Правда, война – это ведь только общий фон, что-то вроде земного тяготения или воздушной атмосферы. Для того чтобы сформировались первичные демократические институты, необходимо ещё и стечение дополнительных условий.
Одним из них, как мы уже говорили, является переход от долгового к экзогенному рабству и накопление критической массы невольников, по отношению к которым уже не существует никаких правовых или нравственных ограничений. Только там, где в сравнительно узком пространстве города оказываются сосуществующими большие контингенты полярно неравноправных его обитателей, которые к тому же относятся к разным этническим группам и разным культурам, возникает острая необходимость формирования особых механизмов подчинения одних другим. Равно как и потребность в развитии особой технологии управления всей жизнедеятельностью общины, для которой фронт оказывается уже не только за периметром государственных границ, но и внутри, в самом средоточии её жизни.

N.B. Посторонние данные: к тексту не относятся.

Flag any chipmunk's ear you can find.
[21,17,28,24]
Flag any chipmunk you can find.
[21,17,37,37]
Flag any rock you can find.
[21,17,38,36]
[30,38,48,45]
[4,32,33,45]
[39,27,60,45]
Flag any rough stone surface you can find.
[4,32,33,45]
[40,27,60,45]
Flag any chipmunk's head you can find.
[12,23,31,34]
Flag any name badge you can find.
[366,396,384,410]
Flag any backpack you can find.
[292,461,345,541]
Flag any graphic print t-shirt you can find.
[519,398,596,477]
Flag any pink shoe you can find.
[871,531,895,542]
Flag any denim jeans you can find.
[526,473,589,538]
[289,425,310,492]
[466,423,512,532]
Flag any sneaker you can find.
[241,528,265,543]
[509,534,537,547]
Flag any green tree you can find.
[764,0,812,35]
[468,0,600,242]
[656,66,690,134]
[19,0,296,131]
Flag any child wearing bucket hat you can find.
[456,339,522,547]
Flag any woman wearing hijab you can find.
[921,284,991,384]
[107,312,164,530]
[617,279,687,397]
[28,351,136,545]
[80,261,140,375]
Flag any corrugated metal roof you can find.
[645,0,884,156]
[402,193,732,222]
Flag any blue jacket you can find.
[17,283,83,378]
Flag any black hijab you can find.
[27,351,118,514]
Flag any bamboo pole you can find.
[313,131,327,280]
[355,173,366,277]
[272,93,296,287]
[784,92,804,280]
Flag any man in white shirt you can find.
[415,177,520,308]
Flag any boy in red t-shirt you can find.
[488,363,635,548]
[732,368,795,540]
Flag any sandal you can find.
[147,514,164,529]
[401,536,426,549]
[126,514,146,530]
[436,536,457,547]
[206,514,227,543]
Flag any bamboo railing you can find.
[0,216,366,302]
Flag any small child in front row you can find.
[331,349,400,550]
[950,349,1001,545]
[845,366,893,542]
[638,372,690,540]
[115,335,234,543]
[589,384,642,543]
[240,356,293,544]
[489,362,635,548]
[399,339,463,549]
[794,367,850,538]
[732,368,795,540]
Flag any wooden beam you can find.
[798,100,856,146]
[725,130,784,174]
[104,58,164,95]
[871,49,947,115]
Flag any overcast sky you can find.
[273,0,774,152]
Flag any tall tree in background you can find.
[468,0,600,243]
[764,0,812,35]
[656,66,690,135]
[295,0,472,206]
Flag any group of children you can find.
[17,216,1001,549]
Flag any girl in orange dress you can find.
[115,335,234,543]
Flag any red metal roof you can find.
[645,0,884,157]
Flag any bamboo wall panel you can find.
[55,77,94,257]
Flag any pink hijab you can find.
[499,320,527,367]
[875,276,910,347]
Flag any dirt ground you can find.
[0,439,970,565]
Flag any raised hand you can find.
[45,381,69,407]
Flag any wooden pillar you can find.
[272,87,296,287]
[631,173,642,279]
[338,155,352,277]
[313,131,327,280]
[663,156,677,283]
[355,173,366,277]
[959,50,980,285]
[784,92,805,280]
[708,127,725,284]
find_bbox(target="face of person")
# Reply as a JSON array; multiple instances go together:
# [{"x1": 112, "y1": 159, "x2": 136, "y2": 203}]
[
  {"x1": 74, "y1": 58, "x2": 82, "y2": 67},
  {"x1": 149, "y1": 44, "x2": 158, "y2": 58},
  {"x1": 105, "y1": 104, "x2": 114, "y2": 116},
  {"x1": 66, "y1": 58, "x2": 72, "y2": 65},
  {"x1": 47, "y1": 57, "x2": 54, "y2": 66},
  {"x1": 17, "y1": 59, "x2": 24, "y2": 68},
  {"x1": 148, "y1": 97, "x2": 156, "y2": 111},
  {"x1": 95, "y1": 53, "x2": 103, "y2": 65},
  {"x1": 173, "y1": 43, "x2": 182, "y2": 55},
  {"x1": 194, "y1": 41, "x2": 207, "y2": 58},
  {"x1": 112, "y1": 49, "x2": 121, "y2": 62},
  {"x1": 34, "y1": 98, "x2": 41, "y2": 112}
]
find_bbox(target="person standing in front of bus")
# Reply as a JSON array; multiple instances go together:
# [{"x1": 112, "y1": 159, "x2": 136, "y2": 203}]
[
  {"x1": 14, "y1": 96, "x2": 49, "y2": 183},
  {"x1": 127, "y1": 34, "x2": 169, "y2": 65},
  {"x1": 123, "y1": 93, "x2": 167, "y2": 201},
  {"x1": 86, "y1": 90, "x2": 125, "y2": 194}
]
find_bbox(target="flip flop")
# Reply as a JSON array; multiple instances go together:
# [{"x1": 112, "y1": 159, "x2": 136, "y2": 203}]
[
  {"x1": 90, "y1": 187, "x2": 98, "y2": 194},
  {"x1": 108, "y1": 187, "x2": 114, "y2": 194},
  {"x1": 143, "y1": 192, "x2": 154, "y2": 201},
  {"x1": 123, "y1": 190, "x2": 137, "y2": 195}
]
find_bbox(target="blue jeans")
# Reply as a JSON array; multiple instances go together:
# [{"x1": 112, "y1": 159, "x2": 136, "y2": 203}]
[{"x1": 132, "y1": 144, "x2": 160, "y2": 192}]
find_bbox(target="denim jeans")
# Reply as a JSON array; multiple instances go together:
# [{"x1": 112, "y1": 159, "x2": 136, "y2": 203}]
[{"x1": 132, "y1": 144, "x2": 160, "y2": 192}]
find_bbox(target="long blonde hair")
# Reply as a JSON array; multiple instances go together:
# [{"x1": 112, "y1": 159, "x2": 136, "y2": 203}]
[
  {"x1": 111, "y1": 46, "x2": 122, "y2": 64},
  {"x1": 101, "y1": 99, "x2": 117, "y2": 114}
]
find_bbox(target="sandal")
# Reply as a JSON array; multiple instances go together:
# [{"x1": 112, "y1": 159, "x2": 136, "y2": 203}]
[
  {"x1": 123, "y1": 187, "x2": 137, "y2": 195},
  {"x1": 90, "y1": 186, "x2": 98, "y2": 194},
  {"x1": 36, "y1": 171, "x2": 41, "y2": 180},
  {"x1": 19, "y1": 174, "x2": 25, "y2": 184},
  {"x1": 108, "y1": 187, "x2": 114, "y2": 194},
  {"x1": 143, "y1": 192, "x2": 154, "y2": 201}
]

Последнее обстоятельство позволяет внести определённые уточнения в уже сказанное нами. Ведь понятно, что накопление больших масс иноплеменных рабов принципиально невозможно там, где вообще нет никаких завоеваний (действительно, не сами же они идут в кабалу к своим мирным соседям). Возражение о том, что рабы могут покупаться за деньги на невольничьих рынках не вполне состоятельно. Во-первых, потому что в условиях всеобщего мира этим рабам (во всяком случае, в больших, определяющих способ производства, количествах) просто неоткуда взяться. Во-вторых, – потому что в условиях разоряющей всех войны неоткуда взяться средствам на их приобретение. А значит, речь идёт не просто о каком-то абстрактном вооружённом противостоянии, – та перманентная война, что становится единственной формой существования античного города, обязана быть победоносной на всём её протяжении. Череда же побед открывает возможность не только прямого захвата рабов, но и покупки их на обычном невольничьем рынке. Однако любое поражение способно отбросить город на обочину мировой истории, и не случайно в нашей памяти сохранились судьбы лишь тех – считанных по пальцам – общин, которым досталось вписать ярчайшие страницы в хроники блестящих военных побед. Сотни же и сотни других, оставивших после себя, может быть, только племенные имена, по сию пору остаются безвестными даже для профессиональных историков. В свою очередь, победоносность может быть обеспечена только такой же непрерывной наступательностью; аксиомой военной мысли является то, что сугубо оборонительная стратегия полностью обречена, выжить с её помощью невозможно.